Why does the finite difference script for solving Poisson equation not work for delta function charge? How to fix it?

I know the charge density at the plates of a capacitor, from which the applied voltage and potential profile is to be calculated. Using the finite difference method in MATLAB script I solved the Poisson's equation that gives the correct result for all kind of continuous charge profiles. I checked constant (step function), linearly increasing/decreasing charge profile, in all cases numerical results agree with analytically calculated potential profile. But when I put the delta-function charge to study the original problem (in figure), it gives spooky results. (With $\rho=13.2$$\muC/cm^2, \epsilon_r=30, x=20nm, I would expect the voltage to be 9.92V,while I am getting 40nV!) In the finite different approach: d^2V/dx^2=-\rho(x)/\epsilon in matrix form is Au=h^2$$f$, where $f$=-[$\rho(i)$/$\epsilon$]' and $i$=1,2,......n are the discrete nodes. In my problem, I have $-\rho(1)$=$\rho(n)$=$13.2$$\muC/cm^2, and \rho(i)=0 elsewhere. Therefore I take f=-\rho(i)/\epsilon[-1 0 0 0 .......... 0 0 0 1]'. Then potential is obtained by u=A^{-1}$$f$

My question is, what is the physical reason for such anomaly?
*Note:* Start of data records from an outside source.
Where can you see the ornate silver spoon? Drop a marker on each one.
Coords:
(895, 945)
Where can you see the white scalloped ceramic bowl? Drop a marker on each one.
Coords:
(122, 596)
How can I solve this issue and make this code work?  Code:

clc;

clear all;

t=20;  %Thickness value in nm

epsil_r=30;

epsil=epsil_r*8.854*10^-14; %In CGS unit

n=500;              %Number of grid points

x1=0; x2=t*10^-7; %Thickness in cm

x=linspace(x1,x2,n);h=x(2)-x(1);

rho=13.2*10^-6;     %Strength of delta-function charge, C/cm^2

A=diag(-2*ones(1,n))+diag(ones(1,n-1),1)+diag(ones(1,n-1),-1);

A(n,n)=-1;        %Neumann boundary at right node

f=-rho/(epsil)*[-1;zeros(n-2,1);1]; %Right hand side of Poisson.

u=inv(A)*[h^2*f];              %Potential
• Would Computational Science be a better home for this question? – Qmechanic Apr 30 '17 at 16:40
• I think people will be hesitant to discuss the physical behaviour of a simulation whose code they could not verify ... ;) – Sanya Apr 30 '17 at 18:59
• "What is the physical reason for such anomaly?" Either your computer is broken, or (more likely) there is a bug in your code. If you want the code debugged without showing it to anybody you need a mind-reading forum, not SE. – alephzero Apr 30 '17 at 23:48
• Dear altruist, I added the code in the question. I was wondering if there is anything fundamental for which delta-function charge can not be used, or it is all about my code. I am expecting your guideline. – Alam May 2 '17 at 9:32
• I don't understand the code in this question. There's a bunch of definitions, but I don't see what actually acts on those objects. How you plot things is not important, what's important is how you solve things. – Emilio Pisanty May 2 '17 at 10:10

Your units don't add up. You're solving for the equation $$\frac{\mathrm d^2 u}{\mathrm dx^2} = f$$ where $f = \rho/\epsilon$. If you take your solution at face value, then $u$ will have the dimensionality \begin{align} [u] & = [h^2 f] = [h^2\rho/\epsilon_0] = [Q/\epsilon_0]. \end{align} Since $[\epsilon_0]=[Q/(VL)]$, this means that $[u]=[VL]$, a voltage times length, which is obviously not what you intended. Since the units don't match up, it is meaningless to talk about inconsistencies in the numbers - if you did this in some other unit system you would get a different answer.
The problem is in your handling of the surface charge associated with the delta function. The right-hand side of the Poisson equation requires a legitimate volumetric charge density, or something dimensionally equivalent to that. If $\sigma$ is a surface charge density, with $[\sigma]=[Q/L^2]$, then $$\rho(x,y,z) = \sigma\delta(x-x_0)$$ is a correct volumetric charge density because $[\delta(x-x_0)] = [1/L]$, but your discretization procedure has dropped this fact out.
To fix this, I would suggest dropping the pretense that you have a true singular charge density and instead model it as a finite slab of thickness $d$ and volumetric charge density $\sigma/d$, where you can set $d$ to your discretization length if you want. Ultimately, the value of $d$ should be unimportant to your finite result - but it's crucial that you get your units right.